Actually, I think Tversky's and Kahneman's test subjects were probably very sensible, and show why the jury system is good, and too much reliance on expert evidence is bad. The ones who thought the witness more than 80% likely to be right obviously got mixed up. But in real life, since witness reliability cannot be independently tested, it makes sense to discount your subjective judgment about a witness's reliability to some extent to take account of the base rate: that might well lead you to conclude, depending how credible you think her (or how much you trust the test result you're given), that she is somewhere between 50% and 80% likely to be right. Which is what most of them said.

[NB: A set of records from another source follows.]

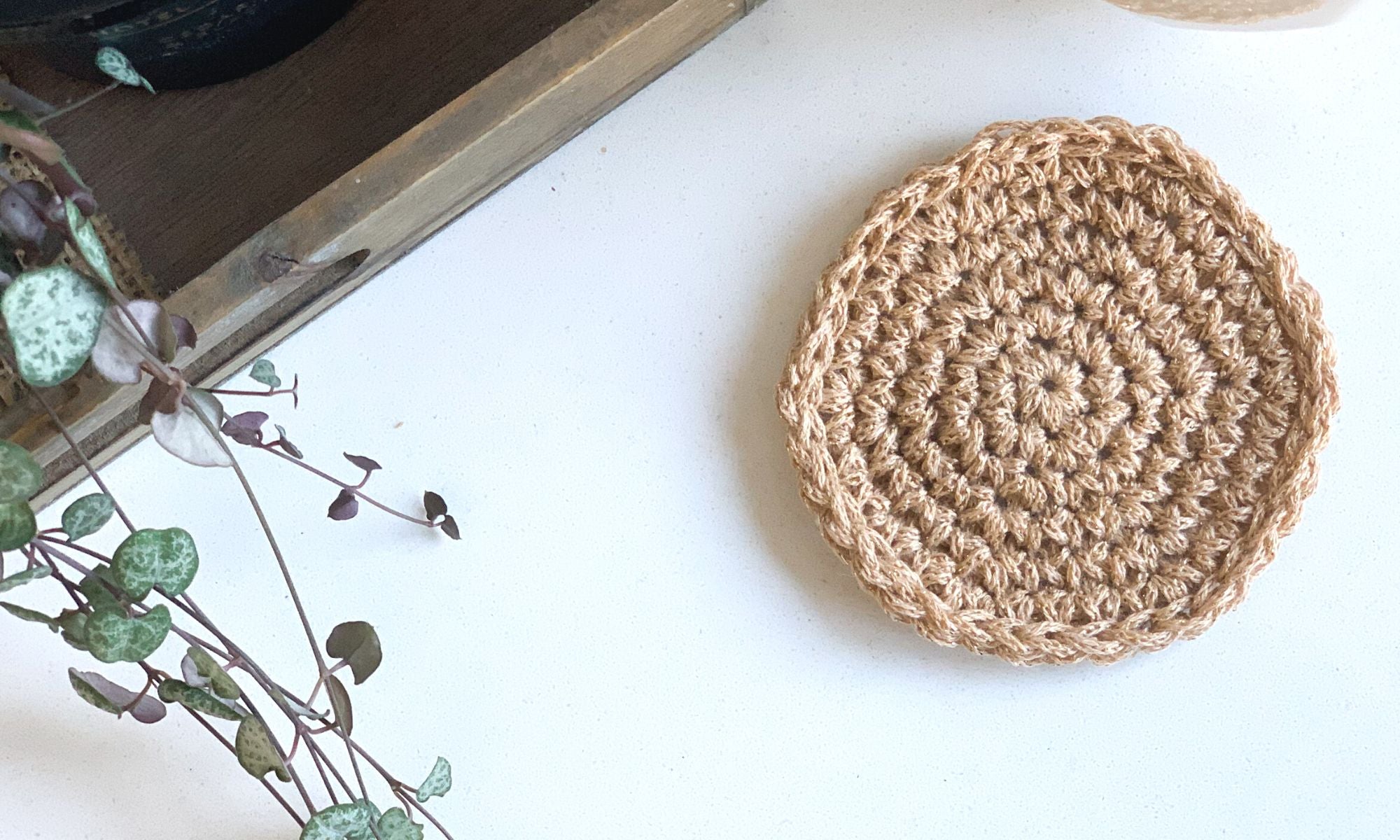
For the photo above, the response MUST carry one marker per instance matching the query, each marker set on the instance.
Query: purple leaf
(114, 356)
(246, 428)
(290, 449)
(433, 506)
(159, 398)
(19, 218)
(345, 507)
(186, 335)
(366, 464)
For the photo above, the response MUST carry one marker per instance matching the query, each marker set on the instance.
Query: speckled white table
(643, 634)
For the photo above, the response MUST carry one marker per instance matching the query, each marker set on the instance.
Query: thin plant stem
(88, 465)
(233, 750)
(286, 575)
(232, 393)
(50, 554)
(344, 485)
(78, 104)
(321, 771)
(282, 757)
(396, 785)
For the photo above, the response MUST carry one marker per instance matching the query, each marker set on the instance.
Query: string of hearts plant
(64, 310)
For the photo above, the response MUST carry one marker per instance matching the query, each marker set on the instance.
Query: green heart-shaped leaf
(439, 780)
(153, 558)
(54, 316)
(24, 578)
(255, 752)
(18, 527)
(216, 677)
(88, 516)
(90, 246)
(341, 704)
(115, 64)
(359, 646)
(396, 825)
(99, 587)
(30, 615)
(349, 821)
(75, 628)
(267, 373)
(20, 477)
(113, 638)
(174, 691)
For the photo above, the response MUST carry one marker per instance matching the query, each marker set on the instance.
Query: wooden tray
(296, 186)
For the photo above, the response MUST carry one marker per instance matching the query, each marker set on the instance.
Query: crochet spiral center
(1062, 394)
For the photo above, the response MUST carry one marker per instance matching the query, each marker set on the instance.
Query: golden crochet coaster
(1060, 396)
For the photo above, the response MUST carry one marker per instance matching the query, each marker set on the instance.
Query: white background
(643, 634)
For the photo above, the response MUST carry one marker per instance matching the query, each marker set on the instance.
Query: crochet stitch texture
(1060, 396)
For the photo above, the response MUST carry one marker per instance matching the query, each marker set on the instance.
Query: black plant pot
(176, 44)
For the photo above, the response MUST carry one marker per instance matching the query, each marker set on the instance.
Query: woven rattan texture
(127, 268)
(1062, 396)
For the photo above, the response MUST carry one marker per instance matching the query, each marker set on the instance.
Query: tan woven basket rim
(878, 565)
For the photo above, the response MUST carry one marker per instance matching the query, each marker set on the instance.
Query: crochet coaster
(1060, 396)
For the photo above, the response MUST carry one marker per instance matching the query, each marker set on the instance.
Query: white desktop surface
(643, 634)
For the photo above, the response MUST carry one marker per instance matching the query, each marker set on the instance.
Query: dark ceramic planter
(176, 44)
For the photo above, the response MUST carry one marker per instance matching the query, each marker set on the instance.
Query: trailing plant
(134, 611)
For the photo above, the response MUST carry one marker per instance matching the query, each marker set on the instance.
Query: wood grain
(376, 212)
(229, 160)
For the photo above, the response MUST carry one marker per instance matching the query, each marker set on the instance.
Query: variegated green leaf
(88, 516)
(99, 589)
(255, 752)
(349, 821)
(115, 64)
(155, 558)
(54, 316)
(174, 691)
(341, 704)
(397, 825)
(216, 677)
(20, 475)
(439, 780)
(18, 527)
(267, 373)
(113, 638)
(75, 628)
(24, 578)
(90, 246)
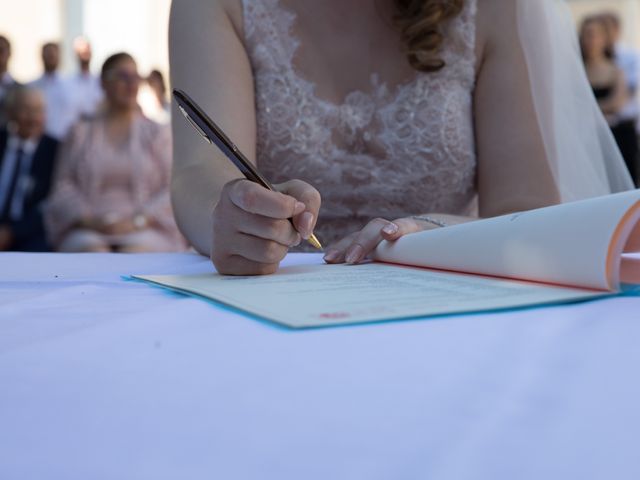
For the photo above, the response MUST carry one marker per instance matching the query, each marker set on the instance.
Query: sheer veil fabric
(582, 152)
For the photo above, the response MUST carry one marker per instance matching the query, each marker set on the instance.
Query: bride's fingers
(402, 226)
(366, 240)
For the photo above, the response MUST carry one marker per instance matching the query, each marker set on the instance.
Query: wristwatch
(140, 221)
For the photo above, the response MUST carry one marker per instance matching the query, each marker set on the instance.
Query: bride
(377, 119)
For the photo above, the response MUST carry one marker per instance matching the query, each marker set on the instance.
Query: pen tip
(313, 240)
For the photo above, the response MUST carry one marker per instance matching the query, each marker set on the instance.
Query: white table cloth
(104, 378)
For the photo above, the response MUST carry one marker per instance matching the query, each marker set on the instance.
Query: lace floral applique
(392, 152)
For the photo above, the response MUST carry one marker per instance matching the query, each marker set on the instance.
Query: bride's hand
(251, 228)
(356, 247)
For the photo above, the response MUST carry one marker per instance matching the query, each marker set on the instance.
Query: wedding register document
(564, 253)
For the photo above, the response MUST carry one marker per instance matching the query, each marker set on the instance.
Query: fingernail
(299, 208)
(354, 254)
(297, 241)
(306, 222)
(390, 229)
(331, 256)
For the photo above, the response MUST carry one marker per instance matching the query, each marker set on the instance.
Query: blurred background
(140, 28)
(136, 26)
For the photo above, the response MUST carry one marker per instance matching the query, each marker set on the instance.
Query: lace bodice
(391, 152)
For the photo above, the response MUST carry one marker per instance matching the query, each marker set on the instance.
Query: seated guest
(609, 85)
(6, 80)
(111, 190)
(153, 98)
(26, 164)
(62, 109)
(84, 85)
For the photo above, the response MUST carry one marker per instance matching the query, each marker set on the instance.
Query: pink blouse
(98, 179)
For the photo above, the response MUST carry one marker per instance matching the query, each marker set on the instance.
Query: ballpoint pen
(213, 134)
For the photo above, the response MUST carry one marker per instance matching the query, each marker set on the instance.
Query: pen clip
(194, 124)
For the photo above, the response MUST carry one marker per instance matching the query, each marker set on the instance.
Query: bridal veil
(582, 152)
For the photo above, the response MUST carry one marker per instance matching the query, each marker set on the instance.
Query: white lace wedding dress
(392, 151)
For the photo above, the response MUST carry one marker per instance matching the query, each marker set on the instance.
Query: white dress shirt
(24, 182)
(6, 81)
(86, 91)
(62, 109)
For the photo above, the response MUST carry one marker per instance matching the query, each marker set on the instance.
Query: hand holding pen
(254, 223)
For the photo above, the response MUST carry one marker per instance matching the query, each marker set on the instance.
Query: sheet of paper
(577, 244)
(324, 295)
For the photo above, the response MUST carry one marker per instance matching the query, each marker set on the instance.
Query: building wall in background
(136, 26)
(140, 27)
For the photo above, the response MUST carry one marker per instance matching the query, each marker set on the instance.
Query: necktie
(13, 184)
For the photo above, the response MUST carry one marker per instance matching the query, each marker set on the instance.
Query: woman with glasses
(111, 191)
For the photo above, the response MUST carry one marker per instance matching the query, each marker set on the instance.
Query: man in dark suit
(27, 159)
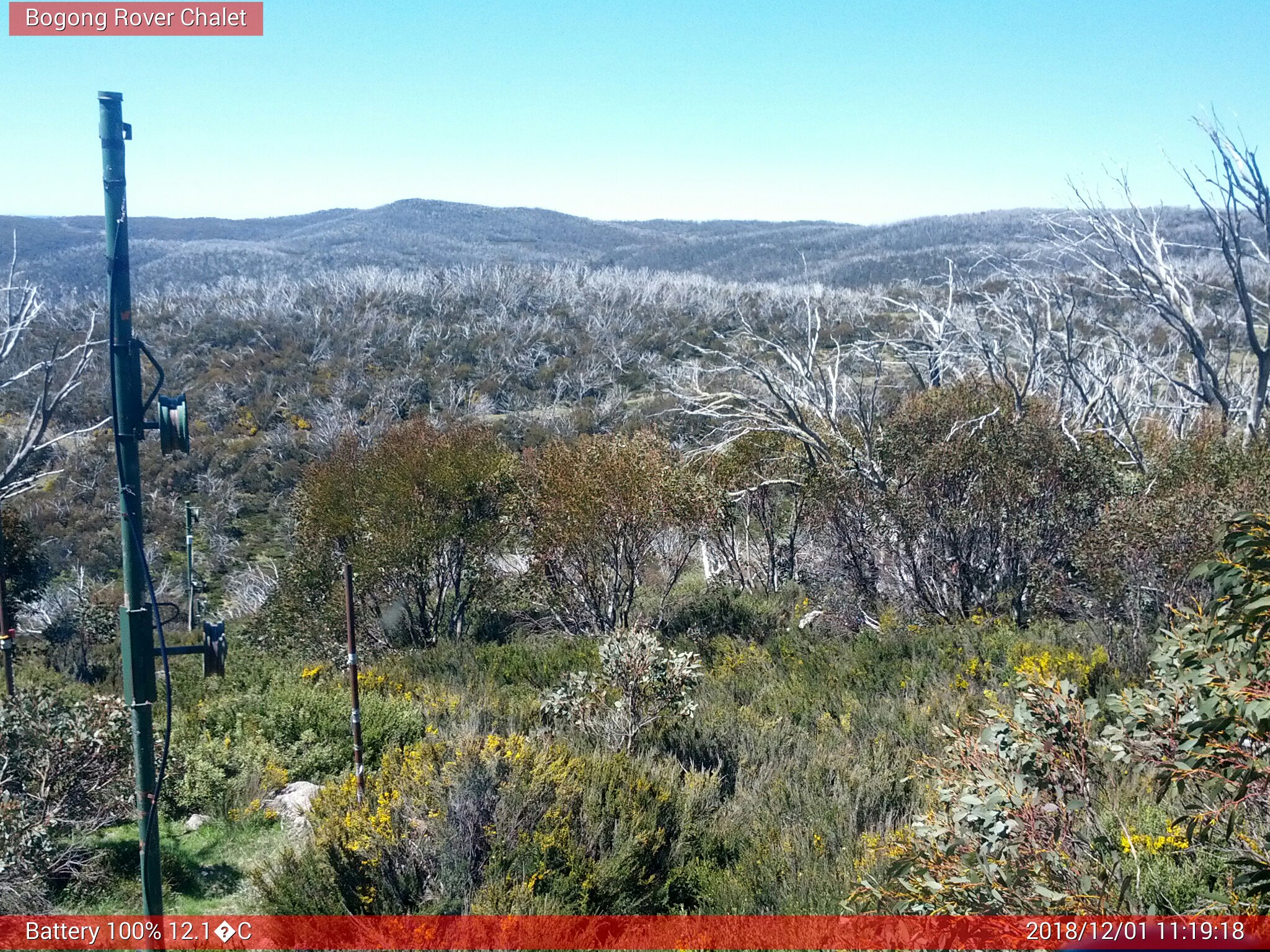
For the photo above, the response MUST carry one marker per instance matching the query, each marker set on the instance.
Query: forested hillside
(413, 234)
(911, 582)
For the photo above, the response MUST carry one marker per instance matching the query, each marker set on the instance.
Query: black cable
(135, 531)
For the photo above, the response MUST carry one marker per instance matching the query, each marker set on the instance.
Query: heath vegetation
(677, 593)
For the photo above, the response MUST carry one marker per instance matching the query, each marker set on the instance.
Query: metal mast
(136, 633)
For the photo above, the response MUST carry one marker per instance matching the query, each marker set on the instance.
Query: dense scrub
(676, 594)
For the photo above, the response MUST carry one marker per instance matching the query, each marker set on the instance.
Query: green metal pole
(6, 632)
(190, 560)
(136, 635)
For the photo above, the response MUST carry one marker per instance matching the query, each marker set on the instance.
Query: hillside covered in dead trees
(676, 593)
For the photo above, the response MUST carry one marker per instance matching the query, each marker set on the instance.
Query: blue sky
(846, 111)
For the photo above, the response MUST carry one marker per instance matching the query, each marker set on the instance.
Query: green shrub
(504, 824)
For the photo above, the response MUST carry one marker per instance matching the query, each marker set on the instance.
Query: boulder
(291, 804)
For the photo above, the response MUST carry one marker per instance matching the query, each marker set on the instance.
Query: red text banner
(140, 19)
(636, 932)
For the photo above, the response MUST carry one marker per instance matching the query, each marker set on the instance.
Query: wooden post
(358, 770)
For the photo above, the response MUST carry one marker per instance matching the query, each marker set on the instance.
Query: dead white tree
(40, 371)
(1237, 203)
(1217, 319)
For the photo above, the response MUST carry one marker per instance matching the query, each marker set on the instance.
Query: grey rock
(293, 803)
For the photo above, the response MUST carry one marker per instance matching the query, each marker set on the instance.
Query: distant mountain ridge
(66, 252)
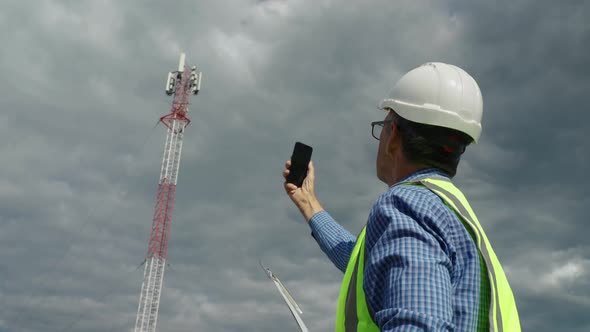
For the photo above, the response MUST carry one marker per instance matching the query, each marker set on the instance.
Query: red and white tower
(181, 84)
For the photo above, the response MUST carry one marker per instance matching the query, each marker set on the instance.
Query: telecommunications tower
(181, 83)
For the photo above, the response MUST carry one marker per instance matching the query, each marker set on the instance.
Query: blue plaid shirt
(422, 271)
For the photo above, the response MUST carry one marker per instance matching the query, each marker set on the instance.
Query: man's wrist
(311, 208)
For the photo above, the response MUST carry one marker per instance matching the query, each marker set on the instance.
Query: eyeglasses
(377, 127)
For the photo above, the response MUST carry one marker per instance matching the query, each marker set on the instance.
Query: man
(422, 262)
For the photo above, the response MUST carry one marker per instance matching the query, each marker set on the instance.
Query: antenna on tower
(181, 84)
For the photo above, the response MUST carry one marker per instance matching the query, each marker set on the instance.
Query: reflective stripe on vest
(353, 314)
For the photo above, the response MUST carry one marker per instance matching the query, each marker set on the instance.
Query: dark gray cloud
(82, 85)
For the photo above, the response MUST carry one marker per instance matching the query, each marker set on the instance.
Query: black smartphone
(299, 162)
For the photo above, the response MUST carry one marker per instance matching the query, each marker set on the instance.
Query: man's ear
(394, 140)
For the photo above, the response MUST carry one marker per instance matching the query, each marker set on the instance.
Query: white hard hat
(438, 94)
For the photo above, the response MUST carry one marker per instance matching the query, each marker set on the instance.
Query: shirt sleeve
(407, 279)
(335, 241)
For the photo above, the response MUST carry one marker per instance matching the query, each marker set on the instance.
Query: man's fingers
(311, 171)
(290, 187)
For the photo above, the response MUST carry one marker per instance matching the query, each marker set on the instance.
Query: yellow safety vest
(353, 314)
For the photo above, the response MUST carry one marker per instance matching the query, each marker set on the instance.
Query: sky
(83, 88)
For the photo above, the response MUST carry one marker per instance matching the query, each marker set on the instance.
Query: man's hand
(303, 197)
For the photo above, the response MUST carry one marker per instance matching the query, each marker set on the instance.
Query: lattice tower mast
(181, 83)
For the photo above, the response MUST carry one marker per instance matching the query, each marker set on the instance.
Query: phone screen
(299, 162)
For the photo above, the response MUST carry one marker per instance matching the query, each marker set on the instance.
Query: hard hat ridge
(438, 94)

If you remain unconvinced, let me leave you with another thought that may undermine your faith in the seductive maths of the taxicab problem. How did the court know the witness correctly identified the colour of cabs 80% of the time? Doesn't the assessment of the correctness of the witness's answer in the test also depend on someone's identification of each taxi as either green or blue? Doesn't that mean the base rate of colour distribution has to be taken into account in assessing the reliability of the tester, and so, ultimately, of the test? Doesn't it mean that, in deciding whether the hit and run accident was really caused by a blue taxi, you need to factor in the base rate not once but twice? It could all get frightfully complicated.
If you think the simple, decisive point is that someone responsible for the test says they're certain what colour each test taxi was - then I think you agree with me. What matters is not the rate of green to blue taxis in town but simply how reliable you think the tester's evidence is. Or anyone else's evidence.